Bridging the gap between complex scientific research and the curious minds eager to explore it.

Computer Science, Computer Vision and Pattern Recognition

Comprehensive Style Transfer for Multi-Modal Narratives

Comprehensive Style Transfer for Multi-Modal Narratives

In this article, the authors explore the challenges of style transfer in visual narratives, such as comics and manga. These mediums have distinct art styles that vary across several aspects, making it crucial to preserve narrative semantics during style transfer. The authors introduce the notion of comprehension-preserving style transfer (CPST), which requires both traditional metrics of style transfer and metrics of narrative comprehension.
To evaluate CPST, the authors use visual story-cloze tests, similar to those used in computational cognition of narrative systems.

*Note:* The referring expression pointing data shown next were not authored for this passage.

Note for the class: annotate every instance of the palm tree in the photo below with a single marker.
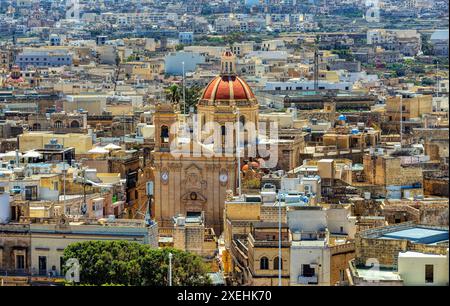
(173, 94)
(192, 96)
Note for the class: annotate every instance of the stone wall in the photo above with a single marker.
(340, 256)
(437, 187)
(270, 213)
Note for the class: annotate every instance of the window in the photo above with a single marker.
(264, 263)
(74, 124)
(42, 265)
(278, 263)
(164, 134)
(20, 262)
(307, 189)
(341, 275)
(429, 273)
(30, 193)
(58, 124)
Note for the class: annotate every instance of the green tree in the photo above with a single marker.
(134, 264)
(173, 94)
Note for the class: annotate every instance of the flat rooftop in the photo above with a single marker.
(378, 274)
(418, 235)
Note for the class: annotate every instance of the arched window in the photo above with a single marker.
(242, 120)
(264, 263)
(278, 263)
(74, 124)
(164, 134)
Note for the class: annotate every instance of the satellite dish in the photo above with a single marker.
(83, 208)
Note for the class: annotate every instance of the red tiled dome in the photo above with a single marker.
(227, 87)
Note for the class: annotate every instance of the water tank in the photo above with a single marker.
(5, 208)
(181, 221)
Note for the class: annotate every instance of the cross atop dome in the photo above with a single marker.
(228, 63)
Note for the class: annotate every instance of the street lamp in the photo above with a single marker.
(184, 92)
(238, 150)
(279, 241)
(170, 269)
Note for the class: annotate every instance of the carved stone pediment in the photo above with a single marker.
(193, 196)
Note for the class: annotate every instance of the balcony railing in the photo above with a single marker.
(308, 280)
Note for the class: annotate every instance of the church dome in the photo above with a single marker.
(227, 86)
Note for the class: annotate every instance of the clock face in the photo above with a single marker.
(223, 178)
(164, 176)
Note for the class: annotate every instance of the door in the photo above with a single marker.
(42, 265)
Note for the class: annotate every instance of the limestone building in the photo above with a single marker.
(194, 171)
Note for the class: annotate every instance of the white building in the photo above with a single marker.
(303, 84)
(174, 62)
(419, 269)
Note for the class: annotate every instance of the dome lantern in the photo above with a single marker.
(228, 63)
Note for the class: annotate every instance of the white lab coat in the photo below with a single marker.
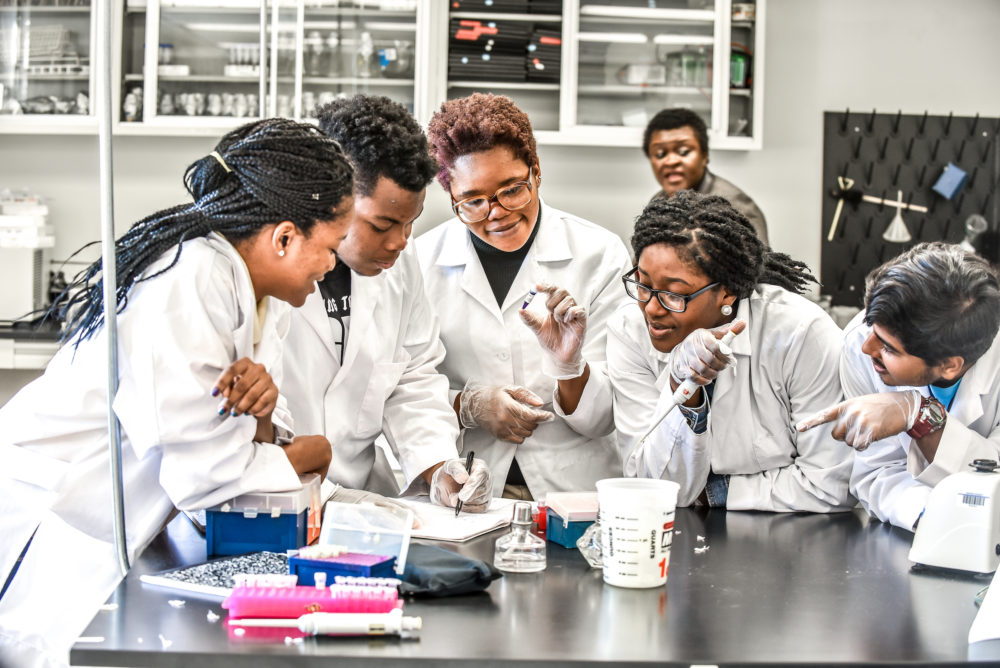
(177, 334)
(492, 345)
(786, 370)
(892, 479)
(388, 383)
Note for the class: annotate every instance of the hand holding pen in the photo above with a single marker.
(247, 389)
(465, 485)
(468, 468)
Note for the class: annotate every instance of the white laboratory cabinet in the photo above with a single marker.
(588, 72)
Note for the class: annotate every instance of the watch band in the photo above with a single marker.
(931, 417)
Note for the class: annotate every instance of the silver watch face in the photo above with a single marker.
(934, 413)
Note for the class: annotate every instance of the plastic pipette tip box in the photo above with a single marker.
(262, 522)
(569, 515)
(351, 563)
(293, 602)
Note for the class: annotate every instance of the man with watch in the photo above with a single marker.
(920, 369)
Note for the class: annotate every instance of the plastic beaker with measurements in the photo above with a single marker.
(637, 523)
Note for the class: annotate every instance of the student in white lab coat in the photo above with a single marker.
(199, 316)
(511, 389)
(361, 352)
(921, 376)
(700, 272)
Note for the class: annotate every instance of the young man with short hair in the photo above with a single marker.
(920, 368)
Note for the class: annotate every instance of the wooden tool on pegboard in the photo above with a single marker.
(891, 181)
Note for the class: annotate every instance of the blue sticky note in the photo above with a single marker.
(951, 181)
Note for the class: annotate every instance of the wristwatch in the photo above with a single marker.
(930, 418)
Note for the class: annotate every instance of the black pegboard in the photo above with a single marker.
(886, 153)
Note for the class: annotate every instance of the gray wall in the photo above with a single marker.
(821, 55)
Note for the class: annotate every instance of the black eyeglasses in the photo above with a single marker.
(512, 197)
(668, 300)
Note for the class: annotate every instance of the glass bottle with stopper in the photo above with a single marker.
(520, 551)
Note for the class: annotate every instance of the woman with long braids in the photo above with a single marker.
(201, 292)
(700, 272)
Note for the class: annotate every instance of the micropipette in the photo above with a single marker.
(342, 623)
(681, 394)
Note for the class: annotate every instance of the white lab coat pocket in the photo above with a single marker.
(381, 384)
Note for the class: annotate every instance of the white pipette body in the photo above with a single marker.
(342, 623)
(681, 394)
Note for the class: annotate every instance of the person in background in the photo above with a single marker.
(513, 385)
(700, 272)
(921, 377)
(361, 353)
(676, 144)
(201, 300)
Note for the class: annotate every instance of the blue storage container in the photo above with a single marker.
(568, 516)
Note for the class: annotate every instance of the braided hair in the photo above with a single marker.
(708, 232)
(382, 139)
(259, 174)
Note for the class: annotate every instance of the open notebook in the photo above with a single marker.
(440, 523)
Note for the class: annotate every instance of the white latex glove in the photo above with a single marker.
(701, 355)
(863, 420)
(452, 482)
(561, 333)
(344, 495)
(509, 412)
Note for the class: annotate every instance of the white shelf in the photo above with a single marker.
(357, 81)
(499, 16)
(54, 124)
(588, 12)
(506, 85)
(639, 89)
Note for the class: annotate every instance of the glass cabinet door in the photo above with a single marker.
(207, 60)
(635, 58)
(508, 47)
(358, 46)
(45, 58)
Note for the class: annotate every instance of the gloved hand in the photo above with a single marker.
(508, 412)
(452, 482)
(247, 388)
(701, 355)
(863, 420)
(344, 495)
(561, 333)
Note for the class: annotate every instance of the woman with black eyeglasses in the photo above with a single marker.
(515, 392)
(700, 272)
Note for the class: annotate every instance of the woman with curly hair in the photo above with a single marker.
(361, 353)
(700, 272)
(202, 292)
(517, 388)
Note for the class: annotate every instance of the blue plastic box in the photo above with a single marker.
(568, 516)
(357, 565)
(262, 522)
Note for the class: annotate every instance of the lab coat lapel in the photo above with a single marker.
(741, 348)
(551, 245)
(365, 294)
(314, 313)
(459, 251)
(976, 387)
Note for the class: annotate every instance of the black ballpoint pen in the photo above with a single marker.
(468, 469)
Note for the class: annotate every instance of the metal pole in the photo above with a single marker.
(108, 268)
(262, 59)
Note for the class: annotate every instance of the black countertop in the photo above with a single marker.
(771, 588)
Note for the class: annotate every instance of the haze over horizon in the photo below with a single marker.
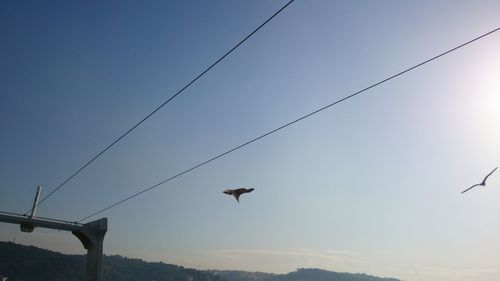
(371, 185)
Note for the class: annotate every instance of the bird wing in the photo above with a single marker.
(470, 188)
(484, 181)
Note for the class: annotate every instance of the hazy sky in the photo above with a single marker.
(371, 185)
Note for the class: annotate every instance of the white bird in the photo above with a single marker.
(237, 192)
(483, 183)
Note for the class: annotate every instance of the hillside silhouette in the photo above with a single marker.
(19, 262)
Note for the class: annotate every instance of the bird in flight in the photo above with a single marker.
(483, 183)
(237, 192)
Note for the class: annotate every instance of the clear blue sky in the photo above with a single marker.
(372, 185)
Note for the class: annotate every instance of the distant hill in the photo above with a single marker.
(302, 274)
(19, 262)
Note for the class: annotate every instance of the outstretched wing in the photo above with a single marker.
(484, 181)
(470, 188)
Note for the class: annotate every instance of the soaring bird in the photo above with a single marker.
(483, 183)
(237, 192)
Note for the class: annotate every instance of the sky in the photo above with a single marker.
(370, 185)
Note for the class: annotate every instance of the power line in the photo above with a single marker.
(163, 104)
(290, 123)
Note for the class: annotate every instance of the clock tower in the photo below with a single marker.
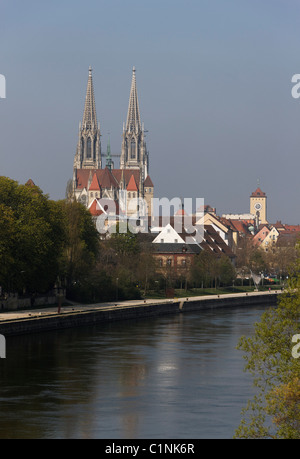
(258, 206)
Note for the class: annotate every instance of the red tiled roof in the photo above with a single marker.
(95, 208)
(258, 192)
(132, 186)
(30, 182)
(94, 186)
(148, 181)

These tests assess whether the style transfer process preserves coherence between panels and maintains narrative semantics. The authors also present an annotated dataset of comics and manga, along with initial algorithms that utilize separate style transfer modules for visual, textual, and layout parameters.
To understand the connection between style and narrative semantics, consider a recipe book with pictures of dishes. The visual style of each dish conveys its taste, texture, and aroma, while the accompanying text provides information on ingredients, cooking time, and nutritional value. Just as a chef must balance flavors and presentation to create a delicious meal, style transfer in visual narratives must reconcile artistic choices with narrative communication.
The authors’ approach to CPST involves analyzing the relationships between entities shared between panels, as well as panel layouts, to ensure that stylistic changes do not disrupt narrative coherence. By combining traditional style transfer metrics with narrative comprehension evaluations, CPST provides a more comprehensive understanding of style transfer in multi-modal visual narratives.
In summary, this article advances the field of style transfer by addressing its limitations in multi-modal visual narratives, such as comics and manga. By prioritizing narrative semantics alongside traditional style transfer metrics, CPST creates a more comprehensive understanding of how artistic choices impact storytelling.